Another demonstration of the immunogenicity of brachyury arose from observations that some patients receiving cancer vaccines directed against prostate-specific antigen (PSA) or carcinoembryonic antigen (CEA) also developed spontaneous CD8+ T-cell responses to brachyury, as measured directly from peripheral blood via the ELISPOT assay (Madan et al., 2012b). As the patients received a vaccine targeting proteins other than brachyury, it is presumed that the expansion of brachyury-specific CD8+ T cells is a manifestation of the phenomenon of antigen spreading, i.e., the generation of an immune response against tumor antigens cross-presented to the immune system following tumor destruction in response to the vaccine. These studies together demonstrated that brachyury is an immunogenic protein with the potential to serve as a target for anticancer vaccination.

Potentially, EMT-TFs other than brachyury that are known to control human tumor progression could be explored as novel tumor antigens for the targeting of metastatic disease, provided that they also meet the criteria of tumor specificity and immunogenicity.

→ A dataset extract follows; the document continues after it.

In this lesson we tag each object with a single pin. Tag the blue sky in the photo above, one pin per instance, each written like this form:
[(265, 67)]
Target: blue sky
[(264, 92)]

F. THERAPEUTIC VACCINES AGAINST BRACHYURY

I. YEAST-BASED BRACHYURY VACCINE

One type of vector-based vaccine platform is a heat-killed recombinant strain of Saccharomyces cerevisiae, a nonpathogenic yeast species that efficiently activates DCs via Toll-like receptors (TLRs) and induces the production of high levels of type I cytokines, including IL-2, TNF-α, and IFN-γ (Bernstein et al., 2008; Remondo et al., 2009). Yeast vectors can be readily engineered to express one or more tumor antigens and have been well characterized in various preclinical and clinical studies. For example, a recombinant yeast-CEA vaccine has been used in vitro to expand murine and human T cells directed against the CEA protein, as well as in vivo for vaccination of mice bearing CEA-expressing tumors, resulting in anti-tumor activity (Bernstein et al., 2008; Boehm et al., 2010; Cereda et al., 2011; Remondo et al., 2009; Wansley et al., 2008). In clinical studies, heat-killed yeast vaccines have been used in multicenter trials in patients with Hepatitis C, lung and pancreatic carcinomas and in patients with metastatic CEA-expressing carcinomas (Bilusic et al., 2014; Chaft et al., 2014; Hartley et al., 2014). All of these studies demonstrated that yeast-based vaccines (a) can be injected repeatedly without inducing neutralizing responses, (b) posses excellent safety and tolerability profiles, and (c) are able to induce measurable tumor-specific immune responses.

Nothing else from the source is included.